|
American Society for Indexing
INDEXING THE WEB
Back-of-the-Book Style Indexing
Indexed Sites
Metadata and Web Indexing
Subject Tree Indexing
Search Engine Technologies
Indexing the Web is not a simple task, and what is evolving to meet
the informational needs of Web users are three different kinds of indexing:
a back-of-the-book style of hard-coded index links within a Web site, subject
trees of reviewed sites, and search engines. Members of ASI's Web Indexing SIG are dedicated to excellence in this specialized area of indexing.
Some organizations are seeing that including indexes on their web sites is just as important as including indexes in books and online manuals. We've seen some good and some bad, some computer-generated, some obviously not constructed by professional
indexers, and some professionally prepared. In any case, all site owners should be commended for recognizing the need for an index. We'd like to share some interesting indexes with you, and information about how search engine indexing works. Have a look and see what value these indexes add! This list will be changing from time to time, so be sure to bookmark, print, download, or save by other means the ones to which you think you'll refer later.
Back-of-the-Book
Style Web Indexing
Many web sites opt to provide a search function for the site. While this
is certainly better than nothing, users encounter the same problems in
that scenario as they do in other full-text database searching. The major
problem is, of course, relevancy of items found via the search. For example,
on a software publisher's site a search for a product called Home Office,
ends up retrieving all documents with the word "office" in them, because
at the end of every page is the word "home". If there is a site index, you
can go directly to the "H" section, and find the one relevant page, thus
saving time for other projects. Not only will an index weed out
such irrelevant items, but of the many relevant ones, sub-headings give
users a clue as to which are more likely to answer their questions.
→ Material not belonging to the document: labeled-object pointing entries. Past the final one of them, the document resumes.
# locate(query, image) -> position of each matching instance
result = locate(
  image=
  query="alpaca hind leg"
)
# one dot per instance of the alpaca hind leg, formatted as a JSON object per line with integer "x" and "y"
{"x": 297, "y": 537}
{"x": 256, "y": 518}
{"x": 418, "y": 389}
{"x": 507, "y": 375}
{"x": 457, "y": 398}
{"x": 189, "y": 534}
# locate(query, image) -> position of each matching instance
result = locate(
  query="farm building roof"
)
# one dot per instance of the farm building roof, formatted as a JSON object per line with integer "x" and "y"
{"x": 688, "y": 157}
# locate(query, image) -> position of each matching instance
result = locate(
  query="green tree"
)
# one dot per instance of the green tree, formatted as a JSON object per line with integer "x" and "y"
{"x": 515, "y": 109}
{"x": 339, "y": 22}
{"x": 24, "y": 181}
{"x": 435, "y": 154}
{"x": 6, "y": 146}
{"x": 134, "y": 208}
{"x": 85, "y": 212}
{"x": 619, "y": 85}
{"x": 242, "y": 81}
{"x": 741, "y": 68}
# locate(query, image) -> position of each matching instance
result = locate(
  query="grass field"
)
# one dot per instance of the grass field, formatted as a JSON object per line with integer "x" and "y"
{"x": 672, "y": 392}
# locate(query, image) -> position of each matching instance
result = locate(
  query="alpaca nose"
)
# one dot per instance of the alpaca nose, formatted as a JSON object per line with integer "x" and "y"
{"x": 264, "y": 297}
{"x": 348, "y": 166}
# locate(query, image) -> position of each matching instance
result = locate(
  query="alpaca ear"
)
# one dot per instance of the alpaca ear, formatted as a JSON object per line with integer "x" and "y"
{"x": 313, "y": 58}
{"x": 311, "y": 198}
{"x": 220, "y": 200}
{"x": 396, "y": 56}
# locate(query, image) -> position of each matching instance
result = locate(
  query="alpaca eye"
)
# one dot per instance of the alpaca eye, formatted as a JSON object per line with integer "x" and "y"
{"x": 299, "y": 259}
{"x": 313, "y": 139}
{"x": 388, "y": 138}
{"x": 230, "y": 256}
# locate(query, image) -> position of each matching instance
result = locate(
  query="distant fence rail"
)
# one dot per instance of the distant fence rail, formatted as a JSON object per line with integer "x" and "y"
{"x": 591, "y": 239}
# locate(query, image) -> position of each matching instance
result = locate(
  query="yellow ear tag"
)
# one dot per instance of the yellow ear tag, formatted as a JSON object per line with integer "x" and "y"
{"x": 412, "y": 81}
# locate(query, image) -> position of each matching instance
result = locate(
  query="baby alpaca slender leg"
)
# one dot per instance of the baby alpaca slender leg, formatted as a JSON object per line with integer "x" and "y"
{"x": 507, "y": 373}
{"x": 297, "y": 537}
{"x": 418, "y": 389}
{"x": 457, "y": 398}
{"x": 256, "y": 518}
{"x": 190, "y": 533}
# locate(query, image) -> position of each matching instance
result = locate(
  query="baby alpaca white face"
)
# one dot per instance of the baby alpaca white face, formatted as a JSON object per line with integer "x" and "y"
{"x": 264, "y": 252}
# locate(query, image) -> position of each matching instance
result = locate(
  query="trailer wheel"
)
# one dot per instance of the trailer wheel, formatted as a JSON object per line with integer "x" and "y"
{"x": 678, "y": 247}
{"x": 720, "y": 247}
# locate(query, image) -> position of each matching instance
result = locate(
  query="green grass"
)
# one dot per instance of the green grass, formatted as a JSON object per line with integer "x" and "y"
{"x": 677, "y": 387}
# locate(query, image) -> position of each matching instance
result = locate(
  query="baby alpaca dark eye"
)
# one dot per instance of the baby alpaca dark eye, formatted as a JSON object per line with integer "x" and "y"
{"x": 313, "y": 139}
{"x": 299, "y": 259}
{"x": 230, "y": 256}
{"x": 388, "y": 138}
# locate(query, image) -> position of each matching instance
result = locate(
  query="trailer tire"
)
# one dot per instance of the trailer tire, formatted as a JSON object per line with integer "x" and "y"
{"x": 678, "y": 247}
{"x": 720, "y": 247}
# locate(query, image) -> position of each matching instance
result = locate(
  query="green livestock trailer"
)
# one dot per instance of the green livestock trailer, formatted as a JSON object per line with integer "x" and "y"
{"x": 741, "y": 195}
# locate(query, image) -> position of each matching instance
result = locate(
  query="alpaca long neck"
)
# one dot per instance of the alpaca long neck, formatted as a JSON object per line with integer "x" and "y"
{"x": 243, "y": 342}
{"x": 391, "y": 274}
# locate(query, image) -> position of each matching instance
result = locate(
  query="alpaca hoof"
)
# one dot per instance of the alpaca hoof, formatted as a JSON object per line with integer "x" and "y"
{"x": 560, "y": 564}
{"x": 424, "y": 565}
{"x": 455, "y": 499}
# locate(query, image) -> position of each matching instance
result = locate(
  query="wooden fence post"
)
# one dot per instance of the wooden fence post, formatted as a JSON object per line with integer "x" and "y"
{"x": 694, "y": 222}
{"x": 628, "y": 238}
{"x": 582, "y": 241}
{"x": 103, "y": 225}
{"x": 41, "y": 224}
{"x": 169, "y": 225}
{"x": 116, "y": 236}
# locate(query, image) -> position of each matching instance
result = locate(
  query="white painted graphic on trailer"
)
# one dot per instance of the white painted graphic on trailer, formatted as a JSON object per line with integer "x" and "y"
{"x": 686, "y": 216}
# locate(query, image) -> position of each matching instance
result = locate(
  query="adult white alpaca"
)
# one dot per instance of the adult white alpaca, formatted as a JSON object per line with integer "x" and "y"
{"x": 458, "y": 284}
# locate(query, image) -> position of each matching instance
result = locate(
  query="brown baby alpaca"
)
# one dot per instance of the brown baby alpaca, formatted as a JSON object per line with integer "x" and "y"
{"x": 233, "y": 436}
These selected sites are merely a selection of sites with interesting indexes
that we have happened to run into. The descriptions are written by those
submitting the site suggestion. Sites listed here are listed for educational
purposes only. The American Society for Indexing does not endorse the information
content of these sites.
NOTE ON SUBMISSIONS: we welcome any suggestions from
users about sites to add. Suggested URLs must be accompanied by (1) instructions
on how to get to the index from the site's home page, and (2) a description
about what is useful or unusual about the index. Please remember that
we wish to show actual indexes, not mere collections of links related to a certain topic.
Indexed Sites
- UNIXhelp for Users
- This online manual includes both a browsable index, and a keyword searchable
index. Select "Manual Index" from the menu on the home page.
- U.S. Census
Bureau
- To reach the index, click "Access Tools" on the home page, then "Subjects
A-Z". This index covers quite a bit of text. Topics such as "Homeownership",
"Household Economic Statistics", and "Households and Families" are only united
because they all begin with the letter H. There are also entries like "Housing:
-- Statistics -- Starts", where the two "sub-headings" are links, but the
main heading is not. Entries like "Indicators: -- Economic" are not flipped,
so there is no entry for "Economic indicators" (nor are there other items
under "Indicators").
- U.S.
Government Printing Office
- This alphabetical hyperlinked index is similar to a simple back-of-the-book index but without cross-references.
- Writer's
Block
- Writer's Block is a quarterly web magazine that publishes insightful and
entertaining articles for and about "Canadians in the writing trade." You
can reach the index by clicking the "Index" item on the right side of the
main menu across the top. The index is fully hypertext-linked. Because the
magazine is updated quarterly, the index is a living document.
Metadata and
Web Indexing
The META tag in HTML has been used with the goal of giving hints
about web page content to search engines. The abuse of the META tag by
webmasters who try to artificially raise the relevancy of a page by larding in META
tags with terms unrelated to the actual content of the page has run rampant. Most
commercial search engines now assign very little weight to text
found in META tags.
In response, movements to standardize META tag content have emerged. Corporations
and governmental bodies with many web sites often develop a public portal to their
web content. They can improve
search results for users by the careful use of structured META tags to guide their on-site search
engines. Indexers can apply their analysis skills to creating these structured tags.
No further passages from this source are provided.